Example(const char* t, const char* c) :
title(t), contents(1, c) {}
// This one does not.
Example(const char* t, std::initializer_list<const char*> c) :
title(t), contents(c.begin(), c.end()) {}
std::string title;
std::vector<std::string> contents;
};
// This ought to be trivial.
template<class T, class... Args>
std::shared_ptr<T> spnew(Args... args) {
return std::shared_ptr<T>(new T(args...));
}
// And here are the test cases, which don't interfere with one another.

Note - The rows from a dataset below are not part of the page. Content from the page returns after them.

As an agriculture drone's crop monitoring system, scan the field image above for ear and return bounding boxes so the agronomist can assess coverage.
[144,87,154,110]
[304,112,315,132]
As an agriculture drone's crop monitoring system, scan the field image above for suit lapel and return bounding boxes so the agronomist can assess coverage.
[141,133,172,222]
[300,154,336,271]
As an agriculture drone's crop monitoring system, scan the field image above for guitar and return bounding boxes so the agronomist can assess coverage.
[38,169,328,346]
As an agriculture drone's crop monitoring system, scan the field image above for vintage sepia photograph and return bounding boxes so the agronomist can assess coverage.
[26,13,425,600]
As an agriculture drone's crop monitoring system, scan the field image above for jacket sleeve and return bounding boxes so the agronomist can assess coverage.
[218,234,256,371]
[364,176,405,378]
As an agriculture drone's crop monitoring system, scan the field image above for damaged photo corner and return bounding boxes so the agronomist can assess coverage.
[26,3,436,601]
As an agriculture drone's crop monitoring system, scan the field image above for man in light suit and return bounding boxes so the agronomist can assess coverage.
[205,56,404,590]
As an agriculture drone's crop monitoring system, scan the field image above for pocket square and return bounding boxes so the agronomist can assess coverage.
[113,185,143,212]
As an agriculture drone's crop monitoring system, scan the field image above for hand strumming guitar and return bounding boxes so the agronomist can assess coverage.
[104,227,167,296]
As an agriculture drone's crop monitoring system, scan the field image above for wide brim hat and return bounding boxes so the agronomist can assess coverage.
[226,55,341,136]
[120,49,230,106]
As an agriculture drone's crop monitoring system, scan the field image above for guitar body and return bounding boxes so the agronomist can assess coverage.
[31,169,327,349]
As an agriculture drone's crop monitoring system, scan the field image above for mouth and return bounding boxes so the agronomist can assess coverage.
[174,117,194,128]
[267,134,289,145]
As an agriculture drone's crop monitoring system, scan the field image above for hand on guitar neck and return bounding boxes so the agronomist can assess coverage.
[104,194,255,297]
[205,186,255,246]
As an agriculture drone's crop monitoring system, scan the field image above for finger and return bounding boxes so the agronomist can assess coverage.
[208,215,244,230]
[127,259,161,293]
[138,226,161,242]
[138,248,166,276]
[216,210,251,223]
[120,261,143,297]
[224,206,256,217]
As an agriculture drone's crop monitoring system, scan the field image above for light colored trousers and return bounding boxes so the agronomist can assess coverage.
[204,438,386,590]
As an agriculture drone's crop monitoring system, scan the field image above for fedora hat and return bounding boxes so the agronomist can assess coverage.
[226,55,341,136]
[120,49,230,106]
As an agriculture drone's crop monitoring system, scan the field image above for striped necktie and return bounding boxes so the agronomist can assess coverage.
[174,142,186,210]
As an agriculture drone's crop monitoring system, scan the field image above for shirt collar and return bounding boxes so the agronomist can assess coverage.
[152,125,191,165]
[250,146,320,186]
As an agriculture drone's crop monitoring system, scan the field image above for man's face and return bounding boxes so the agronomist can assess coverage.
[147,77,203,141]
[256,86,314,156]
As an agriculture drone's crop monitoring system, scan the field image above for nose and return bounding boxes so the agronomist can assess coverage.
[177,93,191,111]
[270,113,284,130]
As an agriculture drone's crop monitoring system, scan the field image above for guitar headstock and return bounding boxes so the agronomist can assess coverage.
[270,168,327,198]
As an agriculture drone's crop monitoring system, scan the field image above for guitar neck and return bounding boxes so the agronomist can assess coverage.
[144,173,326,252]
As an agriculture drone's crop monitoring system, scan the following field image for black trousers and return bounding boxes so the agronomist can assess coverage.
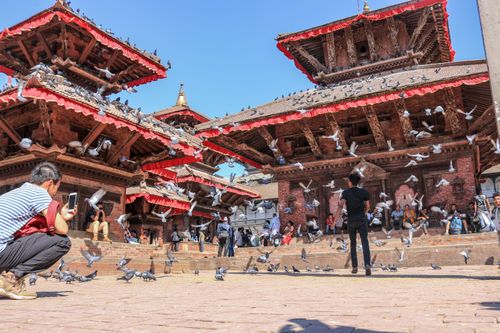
[347,221,371,268]
[0,233,71,277]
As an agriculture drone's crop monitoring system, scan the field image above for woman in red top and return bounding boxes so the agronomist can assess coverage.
[325,213,335,235]
[281,221,295,245]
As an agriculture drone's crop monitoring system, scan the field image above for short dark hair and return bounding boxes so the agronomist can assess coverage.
[348,172,361,186]
[30,162,61,185]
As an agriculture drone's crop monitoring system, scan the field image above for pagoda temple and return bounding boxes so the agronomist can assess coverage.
[196,0,500,231]
[0,0,261,243]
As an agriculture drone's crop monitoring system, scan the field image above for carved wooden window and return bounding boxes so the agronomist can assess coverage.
[356,40,370,65]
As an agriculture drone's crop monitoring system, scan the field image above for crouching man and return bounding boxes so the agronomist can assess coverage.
[0,162,76,299]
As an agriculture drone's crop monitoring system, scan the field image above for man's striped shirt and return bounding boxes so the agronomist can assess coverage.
[0,183,52,253]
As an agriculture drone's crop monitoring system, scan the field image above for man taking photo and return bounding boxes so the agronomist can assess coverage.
[0,162,76,300]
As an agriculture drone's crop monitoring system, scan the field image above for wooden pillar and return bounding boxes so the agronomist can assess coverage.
[344,26,358,66]
[394,98,415,145]
[300,119,323,159]
[363,105,387,150]
[387,16,401,53]
[108,132,141,165]
[408,7,431,50]
[323,32,337,73]
[292,42,328,73]
[326,113,348,152]
[443,88,464,137]
[0,115,21,145]
[363,20,378,62]
[257,127,283,159]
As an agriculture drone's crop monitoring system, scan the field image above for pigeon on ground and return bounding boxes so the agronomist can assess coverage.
[116,269,137,283]
[116,256,132,271]
[460,250,471,264]
[85,188,106,210]
[215,267,224,281]
[29,273,38,286]
[323,265,333,272]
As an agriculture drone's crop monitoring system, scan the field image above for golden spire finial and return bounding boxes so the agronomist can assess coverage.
[175,83,188,106]
[363,0,370,13]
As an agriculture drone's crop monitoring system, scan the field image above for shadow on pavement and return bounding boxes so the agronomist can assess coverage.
[228,270,500,281]
[278,318,398,333]
[36,290,72,298]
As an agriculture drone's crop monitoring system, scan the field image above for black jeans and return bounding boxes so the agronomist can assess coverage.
[0,233,71,277]
[347,221,371,268]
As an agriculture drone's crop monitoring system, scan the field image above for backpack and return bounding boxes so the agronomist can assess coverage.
[477,212,496,232]
[450,216,462,230]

int main(int argc, char** argv) {
auto succeeds = spnew<Example>("foo", "bar");
auto fails = spnew<Example>("foo", {"bar"});
}
Is this just an oversight on my part, or a bug?
You could do this -
#include <memory>
#include <string>
#include <iostream>
#include <vector>
struct Example {
template<class... Args>
Example(const char* t, Args... tail) : title(t)
{
Build(tail...);
}
template<class T, class... Args>
void Build(T head, Args... tail)
{
contents.push_back(std::string(head));
Build(tail...);
}
template<class T>
void Build(T head)
{
contents.push_back(std::string(head));
}
void Build() {}
std::string title;
std::vector<std::string> contents;
};
template<class T, class... Args>
std::shared_ptr<T> spnew(Args... args) {
return std::shared_ptr<T>(new T(args...));
}
int main(int argc, char** argv) {
auto succeeds = spnew<Example>("foo", "bar");
auto fails = spnew<Example>("foo", "bar", "poo", "doo");
std::cout << "succeeds->contents contains..." << std::endl;
for ( auto s : succeeds->contents ) std::cout << s << std::endl;
std::cout << std::endl << "fails->contents contains..." << std::endl;
for ( auto s : fails->contents ) std::cout << s << std::endl;
}
This, despite the generic templates is type safe as the compiler will complain about
the contents.push_back if the passed type is not convertible to a const char *.
As described above, your code was working fine with gcc 4.6 however the warning you get is explained here
why-doesnt-my-template-accept-an-initializer-list, and is possibly not standards
compliant, although the c++0x standard is yet to be published so this could change.
With gcc-4.7 (probably would work on gcc-4.6 too, just branched) with warnings:
foo.cpp: In function ‘int main(int, char**)’:
foo.cpp:29:47: warning: deducing ‘Args ...’ as ‘std::initializer_list<const
char*>’ [enabled by default]
foo.cpp:22:20: warning: in call to ‘std::shared_ptr<_Tp1> spnew(Args ...)
[with T = Example, Args = {const char*, std::initializer_list<const
char*>}]’ [enabled by default]
foo.cpp:29:47: warning: (you can disable this with -fno-deduce-init-list)
[enabled by default]
I'm not sure why anyone would want to beef about init-list deduction though.
There is a related thread:
Why doesn't my template accept an initializer list
Basically, a bare init-list doesn't have a type.